Nonetheless, I'll mention that the expanding universe and cosmic background radiation arguments only get us back
toward the big bang. They don't even suggest that nothing happened before that.
And 2nd Law is a statistical thing. It has more force as the number of particles increases. Increasing the number of particles increases our confidence in 2nd Law's predictions at a remarkably fast rate. It is fair to say that big things behave according to 2nd Law.
The big bang started as a little thing. It's not strange for entropy to decrease in little things. That happens all the time.
I’m not claiming absolute certainty,
Not necessary.
I claiming reasonable certainty.
That's all I'm looking for. More than I'm looking for, really. Reasonable certainty would be lavish. I'll count myself in tall clover if you provide a well-founded suspicion.
So this is how that plays out in p2. I’m not asserting that I’m absolutely certain that the universe began, but that p2 is more reasonable than it’s alternatives……thus I’m reasonably certain that it began. Put another way…. I contend that it is far more plausible that the universe began to exist than the possibility that it is eternal in the past. Also to be clear….. I’m not asserting I know HOW it began, but that I’m reasonably certain THAT it began.
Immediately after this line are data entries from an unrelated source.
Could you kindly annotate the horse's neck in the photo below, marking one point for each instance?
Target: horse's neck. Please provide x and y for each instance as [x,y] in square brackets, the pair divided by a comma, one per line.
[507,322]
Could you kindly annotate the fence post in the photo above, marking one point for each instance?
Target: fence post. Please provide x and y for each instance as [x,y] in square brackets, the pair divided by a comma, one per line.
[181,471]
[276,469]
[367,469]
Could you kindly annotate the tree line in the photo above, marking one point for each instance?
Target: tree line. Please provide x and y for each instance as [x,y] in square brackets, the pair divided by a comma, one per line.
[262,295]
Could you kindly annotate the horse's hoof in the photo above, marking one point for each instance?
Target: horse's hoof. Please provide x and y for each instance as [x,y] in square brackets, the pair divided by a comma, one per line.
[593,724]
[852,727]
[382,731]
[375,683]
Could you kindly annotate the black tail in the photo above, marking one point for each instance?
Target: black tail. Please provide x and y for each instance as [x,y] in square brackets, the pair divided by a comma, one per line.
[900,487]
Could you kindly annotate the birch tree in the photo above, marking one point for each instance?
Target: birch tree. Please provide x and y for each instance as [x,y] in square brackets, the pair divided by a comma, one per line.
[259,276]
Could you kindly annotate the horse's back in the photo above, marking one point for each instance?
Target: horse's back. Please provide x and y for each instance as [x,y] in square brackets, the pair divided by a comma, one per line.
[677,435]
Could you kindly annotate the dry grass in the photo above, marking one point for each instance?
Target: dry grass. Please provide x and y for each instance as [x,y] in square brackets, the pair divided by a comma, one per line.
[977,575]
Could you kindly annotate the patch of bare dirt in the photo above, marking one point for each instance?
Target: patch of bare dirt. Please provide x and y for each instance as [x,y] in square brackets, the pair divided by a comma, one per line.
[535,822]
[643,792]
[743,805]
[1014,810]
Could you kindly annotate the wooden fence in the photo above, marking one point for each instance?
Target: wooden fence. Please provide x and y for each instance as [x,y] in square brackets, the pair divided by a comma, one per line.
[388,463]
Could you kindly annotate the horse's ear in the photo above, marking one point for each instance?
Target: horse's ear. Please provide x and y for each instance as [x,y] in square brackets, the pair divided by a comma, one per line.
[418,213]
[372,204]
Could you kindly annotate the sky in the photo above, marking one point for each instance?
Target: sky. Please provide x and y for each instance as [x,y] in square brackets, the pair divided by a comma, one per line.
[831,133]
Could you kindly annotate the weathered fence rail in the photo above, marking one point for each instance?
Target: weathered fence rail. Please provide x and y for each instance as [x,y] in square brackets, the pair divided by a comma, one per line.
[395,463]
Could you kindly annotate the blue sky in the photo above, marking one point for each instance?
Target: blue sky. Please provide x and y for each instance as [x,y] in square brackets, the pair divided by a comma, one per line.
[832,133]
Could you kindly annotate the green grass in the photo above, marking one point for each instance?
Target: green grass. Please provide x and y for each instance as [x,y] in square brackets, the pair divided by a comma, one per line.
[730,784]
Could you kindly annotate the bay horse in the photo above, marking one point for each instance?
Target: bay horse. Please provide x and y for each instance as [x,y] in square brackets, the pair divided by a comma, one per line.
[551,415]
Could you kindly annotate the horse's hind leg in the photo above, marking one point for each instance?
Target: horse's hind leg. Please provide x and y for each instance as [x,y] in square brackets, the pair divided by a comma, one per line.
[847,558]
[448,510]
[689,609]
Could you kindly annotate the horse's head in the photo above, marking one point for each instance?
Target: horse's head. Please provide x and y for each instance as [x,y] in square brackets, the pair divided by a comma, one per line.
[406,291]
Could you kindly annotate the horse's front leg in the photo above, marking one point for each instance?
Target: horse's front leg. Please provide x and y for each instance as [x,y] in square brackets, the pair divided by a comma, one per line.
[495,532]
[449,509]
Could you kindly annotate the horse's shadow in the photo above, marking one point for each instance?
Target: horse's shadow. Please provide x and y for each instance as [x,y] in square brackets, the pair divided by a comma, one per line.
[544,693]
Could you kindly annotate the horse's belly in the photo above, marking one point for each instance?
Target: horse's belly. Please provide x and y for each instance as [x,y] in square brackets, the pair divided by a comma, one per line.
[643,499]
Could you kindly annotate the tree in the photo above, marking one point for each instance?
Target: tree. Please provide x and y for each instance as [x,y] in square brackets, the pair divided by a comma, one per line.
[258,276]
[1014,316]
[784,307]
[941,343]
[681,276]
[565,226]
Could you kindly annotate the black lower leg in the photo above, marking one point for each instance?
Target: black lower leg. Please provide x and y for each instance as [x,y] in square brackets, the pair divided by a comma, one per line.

The way I see it, our choices are an allaverse (including gods, if gods exist) that began without cause or an allaverse that is eternal and unbegun. Each is the argument against the other. That is, proponents of infinite regress point at the uncaused beginning and say, "How would
that happen?" And proponents of the uncaused beginning point at infinite regress and say the same thing.
What people believe depends on which version they find less palatable. I don't know of any argument stronger than, "I don't understand A, therefore B must be true."
In no way was that intro exhaustive, it was very brief, because I’m granting to you a higher level of understanding with the KCA. I was just hoping to avoid the obvious bogs I usually run into here. However, I’m ready to address whatever you desire.
Thanks, remez.
I have a well-founded horror of discussions in which each response is two or three times as long as what it's responding to. My post is plenty long already, and we're only two posts in.
Perhaps you can pick one or two points that you'd like to focus on, and direct your comments just to them. Then we'll go back and forth until we resolve those issues, and then go on to others.
I'm enjoying this. You're good to talk to.
A note on averting disaster:
This is a long post. I don't want it to disappear when I click Submit Reply. Worse, I walked away in the middle, watched some TV and came back to write the rest. I half expect to lose the whole thing when I try to post. So, I'm saving it to a Word document
before trying to post. Yes, it should be a Notepad document, but I live for the adrenal rush of danger. Or I'm too lazy to try to find Wordpad.
Anyway, if readers of this post are inspired to back up their own long posts before posting them, that might save somebody some anguish.